薫風という言葉からは新緑萌ゆる5月のさわやかな風、というイメージが浮かびます。初夏の日差しのなかを吹き抜ける風、といったところです。
しかし、薫風は初夏の時期にだけ使われてきた言葉ではありません。真夏のうだるような暑さのなかでも使われた言葉でもあります。なぜそのようなことが起こるのでしょうか。
そこで、ここでは薫風の意味と使われる時期について解説していきます。
薫風の意味
薫風とは、
「初夏に若葉のかおりを漂わせて吹くさわやかな風。」
(新明解国語辞典より引用)
のことです。
また、季語の一つでもあり、「風薫る」の傍題としても歳時記に掲載されています。
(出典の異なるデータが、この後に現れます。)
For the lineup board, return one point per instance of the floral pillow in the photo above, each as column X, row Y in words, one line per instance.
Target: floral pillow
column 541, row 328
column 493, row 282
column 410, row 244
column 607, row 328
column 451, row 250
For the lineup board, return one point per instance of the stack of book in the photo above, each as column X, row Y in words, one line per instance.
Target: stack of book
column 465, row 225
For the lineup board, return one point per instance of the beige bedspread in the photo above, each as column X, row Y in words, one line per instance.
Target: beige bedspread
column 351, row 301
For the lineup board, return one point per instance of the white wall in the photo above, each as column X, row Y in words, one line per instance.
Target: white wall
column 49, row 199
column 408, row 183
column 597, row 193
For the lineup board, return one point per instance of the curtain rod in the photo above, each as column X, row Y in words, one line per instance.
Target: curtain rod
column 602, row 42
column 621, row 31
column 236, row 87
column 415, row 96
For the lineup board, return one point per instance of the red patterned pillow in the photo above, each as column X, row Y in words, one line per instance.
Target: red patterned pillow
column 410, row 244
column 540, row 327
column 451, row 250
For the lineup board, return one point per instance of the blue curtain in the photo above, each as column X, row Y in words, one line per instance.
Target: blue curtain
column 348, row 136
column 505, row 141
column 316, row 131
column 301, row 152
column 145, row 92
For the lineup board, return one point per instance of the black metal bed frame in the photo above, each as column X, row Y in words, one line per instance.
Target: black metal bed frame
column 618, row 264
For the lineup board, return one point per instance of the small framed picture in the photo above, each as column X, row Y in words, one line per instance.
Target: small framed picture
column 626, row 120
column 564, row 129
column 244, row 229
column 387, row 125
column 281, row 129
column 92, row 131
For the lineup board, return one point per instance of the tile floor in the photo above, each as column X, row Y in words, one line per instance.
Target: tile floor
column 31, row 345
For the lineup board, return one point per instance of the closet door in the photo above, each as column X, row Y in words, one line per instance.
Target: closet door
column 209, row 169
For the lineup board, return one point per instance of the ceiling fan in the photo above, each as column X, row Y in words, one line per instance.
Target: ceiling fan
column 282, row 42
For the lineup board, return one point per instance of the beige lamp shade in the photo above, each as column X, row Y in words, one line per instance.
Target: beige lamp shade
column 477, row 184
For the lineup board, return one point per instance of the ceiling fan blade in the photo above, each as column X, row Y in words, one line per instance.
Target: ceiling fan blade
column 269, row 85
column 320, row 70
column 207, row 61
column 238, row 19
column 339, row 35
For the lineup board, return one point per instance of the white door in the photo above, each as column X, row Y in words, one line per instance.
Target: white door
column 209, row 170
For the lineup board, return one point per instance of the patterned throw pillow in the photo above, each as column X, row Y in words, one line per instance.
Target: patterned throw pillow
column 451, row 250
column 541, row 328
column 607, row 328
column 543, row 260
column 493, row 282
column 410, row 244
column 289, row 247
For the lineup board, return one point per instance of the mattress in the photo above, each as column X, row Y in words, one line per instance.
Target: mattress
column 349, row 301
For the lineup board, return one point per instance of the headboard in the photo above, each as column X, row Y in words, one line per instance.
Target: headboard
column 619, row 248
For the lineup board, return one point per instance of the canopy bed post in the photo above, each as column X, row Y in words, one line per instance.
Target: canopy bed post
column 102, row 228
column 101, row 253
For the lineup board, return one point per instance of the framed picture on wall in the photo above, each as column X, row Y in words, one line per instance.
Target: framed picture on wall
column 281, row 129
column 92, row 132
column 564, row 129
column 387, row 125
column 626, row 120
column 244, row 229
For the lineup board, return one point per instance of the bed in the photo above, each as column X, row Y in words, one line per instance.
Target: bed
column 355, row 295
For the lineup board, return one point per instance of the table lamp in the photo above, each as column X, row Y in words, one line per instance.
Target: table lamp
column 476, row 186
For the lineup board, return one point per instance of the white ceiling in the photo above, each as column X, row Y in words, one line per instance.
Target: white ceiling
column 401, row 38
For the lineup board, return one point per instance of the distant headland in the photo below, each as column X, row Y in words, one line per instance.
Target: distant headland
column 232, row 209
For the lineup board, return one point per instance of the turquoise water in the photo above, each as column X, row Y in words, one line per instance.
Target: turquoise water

歳時記によると、もともとは和歌で草花の香りを運ぶ春の風として使われていたものが連歌で初夏の風とされるようになり、やがて俳句の季語として定着したとされています。
いずれにせよ、初夏のさわやかな季節を象徴する言葉が薫風といってよいでしょう。
しかし、中国の漢詩には真夏に薫風が使われている例があるのです。
人皆苦炎熱(人皆、炎熱に苦しむ)
我愛夏日長(我、夏の日長を愛す)
薫風自南来(薫風、自ら南より来る)
殿閣生微涼(殿閣、微涼を生ず)
初めの2行は唐の文宗が、次の2行は臣下の柳公権がそれに答える形で作った漢詩です。
人はみな、真夏の炎熱に苦しんでいるが、私は夏の日長を愛している。このように詠った文宗に対して柳公権が、南より吹いてくる薫風によって炎暑にあえぐ宮中もそのときばかりは涼しくなります、と返したというものです。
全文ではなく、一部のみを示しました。